Active Migrations & Important Maintenance Notes

1. Secret Management: Migrating to Bitwarden Secrets Manager

Status: Active Migration

The cluster is migrating away from External Secrets (GCP Secret Manager) to Bitwarden Secrets Manager for all secrets.

Impact:

  • External Secrets Operator and gcp-kutara-prod ClusterSecretStore are being phased out
  • All secret references will use Bitwarden Secrets Manager
  • SOPS remains for repository-level encrypted secrets

When adding new secrets:

  • Use Bitwarden Secrets Manager instead of External Secrets
  • Avoid creating new ExternalSecret resources
  • Check existing patterns for Bitwarden integration

2. Infrastructure Management: Terraform Removal

Status: Active Migration

Terraform is being removed for all or mostly all infrastructure managed in the anthr76/snowflake repository.

Impact:

  • Infrastructure provisioning moving away from Terraform
  • System-level configuration managed entirely in snowflake repository
  • armature/prod/ Terraform configurations may become legacy

When making infrastructure changes:

  • Consider if the change should be in snowflake repository instead
  • Be aware Terraform configs may be deprecated soon

3. OS Migration: NixOS Transition

Status: Completed/Active

Infrastructure nodes have migrated to NixOS. Fedora CoreOS (FCOS) and Talos Linux configurations are now legacy.

Impact:

  • FCOS configurations in armature/prod/scr1/fcos/ are deprecated
  • Just recipe burn-fcos-pi4 is obsolete
  • New infrastructure nodes use NixOS (managed in snowflake repository)
  • Talos-specific infrastructure deprecated

4. GCP Phase-out

Status: Active Migration

Google Cloud Platform (GCP) is being phased out.

Impact:

  • armature/prod/gcp/ configurations becoming legacy
  • GKE and GCP-specific resources being migrated away
  • Secret Manager (GCP) being replaced by Bitwarden

5. Critical Migration: scr1 → qg1

Status: High Priority, Breaking Change Required

The scr1 site designation needs migration to qg1 due to physical infrastructure relocation.

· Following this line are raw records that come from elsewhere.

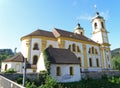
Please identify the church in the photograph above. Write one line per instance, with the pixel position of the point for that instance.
(69, 53)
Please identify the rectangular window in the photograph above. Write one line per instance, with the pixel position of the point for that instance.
(71, 71)
(97, 62)
(58, 71)
(90, 62)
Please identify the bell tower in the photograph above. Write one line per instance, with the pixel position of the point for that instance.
(100, 35)
(99, 32)
(79, 30)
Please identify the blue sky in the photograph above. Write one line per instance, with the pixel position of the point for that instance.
(21, 17)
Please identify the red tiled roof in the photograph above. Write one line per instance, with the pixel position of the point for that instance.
(59, 32)
(41, 33)
(17, 58)
(61, 56)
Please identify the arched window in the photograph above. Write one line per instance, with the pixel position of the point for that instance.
(35, 47)
(51, 46)
(96, 51)
(35, 59)
(80, 61)
(70, 47)
(102, 24)
(78, 49)
(5, 67)
(92, 50)
(95, 25)
(89, 51)
(58, 71)
(74, 47)
(90, 62)
(71, 71)
(97, 62)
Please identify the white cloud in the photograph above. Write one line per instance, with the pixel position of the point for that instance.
(74, 3)
(84, 17)
(89, 17)
(105, 14)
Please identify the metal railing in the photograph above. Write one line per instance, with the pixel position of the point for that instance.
(6, 83)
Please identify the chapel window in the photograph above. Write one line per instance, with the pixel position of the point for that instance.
(58, 71)
(35, 46)
(95, 25)
(70, 47)
(51, 46)
(35, 59)
(80, 61)
(5, 67)
(102, 24)
(78, 49)
(97, 62)
(90, 62)
(74, 47)
(71, 71)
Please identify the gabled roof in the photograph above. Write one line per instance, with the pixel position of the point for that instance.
(61, 56)
(40, 32)
(59, 32)
(17, 58)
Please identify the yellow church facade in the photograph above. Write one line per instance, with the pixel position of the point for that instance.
(93, 53)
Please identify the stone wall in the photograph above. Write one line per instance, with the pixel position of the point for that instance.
(6, 83)
(14, 76)
(96, 75)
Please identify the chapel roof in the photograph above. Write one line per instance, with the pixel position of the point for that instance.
(61, 56)
(17, 58)
(59, 32)
(40, 32)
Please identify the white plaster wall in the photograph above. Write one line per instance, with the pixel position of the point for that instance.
(67, 43)
(94, 57)
(41, 63)
(65, 77)
(97, 37)
(29, 71)
(35, 52)
(13, 65)
(24, 48)
(53, 43)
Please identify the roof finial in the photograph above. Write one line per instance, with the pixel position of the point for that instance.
(97, 13)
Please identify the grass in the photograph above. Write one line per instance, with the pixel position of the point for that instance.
(113, 82)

This affects:

  • DNS records (*.scr1.rabbito.tech)
  • Terraform states and resource references
  • Kubernetes cluster names and ingress
  • TLS certificates
  • Monitoring dashboards and alerts
  • VM hostnames and network configs

When making changes involving scr1, be aware this will eventually be renamed to qg1.

6. Dead Code Cleanup

The repository contains significant commented/dead code that needs cleanup:

  • Commented Terraform resource blocks (especially in armature/prod/b2/buckets.tf, GKE configs)
  • Unused Kubernetes manifests
  • Legacy VM definitions
  • FCOS-related configurations

When making changes, consider cleaning up obviously unused commented code in the same area.

VolSync Backup Strategy

VolSync is used for PVC backup and disaster recovery:

  • ReplicationSource: Configured for PVCs requiring backup
  • Destination: rsync.net for off-site storage
  • Scheduling: Defined per-application in namespace configurations
  • Namespace: Resources in k8s/base/volsync-system/

Documentation: docs/volsync/

Working with Flux

Cluster Structure

  • Primary Cluster: qgr1-cluster-0 (on-premises)
  • Management Cluster: civo-mgmt-0

Cluster overlays in: k8s/clusters/<cluster-name>/

Flux Resource Organization

k8s/base/flux-system/
├── cluster-config/          # Cluster-specific configurations
├── flux-operator/           # Flux operator installation
├── helm-chart-repositories/ # All HelmRepository CRs
├── monitoring/              # Flux monitoring setup
├── notifications/           # Flux notifications
└── webhook/                 # Flux webhook receivers

Common Flux Patterns

  1. Adding a HelmRepository: Always place in k8s/base/flux-system/helm-chart-repositories/
  2. Adding a HelmRelease: Place in appropriate namespace directory under k8s/base/<namespace>/
  3. Using Secrets: Transitioning to Bitwarden Secrets Manager
  4. Cluster-specific overrides: Use Kustomize overlays in k8s/clusters/<cluster>/

Pre-commit Hooks

Configured in .pre-commit-config.yaml:

  • yamllint for YAML validation
  • Trailing whitespace and EOF fixes
  • SOPS secret detection (forbid-secrets)
  • Line ending normalization

Run manually: pre-commit run --all-files

Cross-Repository Impact

When making infrastructure changes affecting system-level configurations (networking, storage, security policies), consider the impact on the anthr76/snowflake repository which manages host-level configuration.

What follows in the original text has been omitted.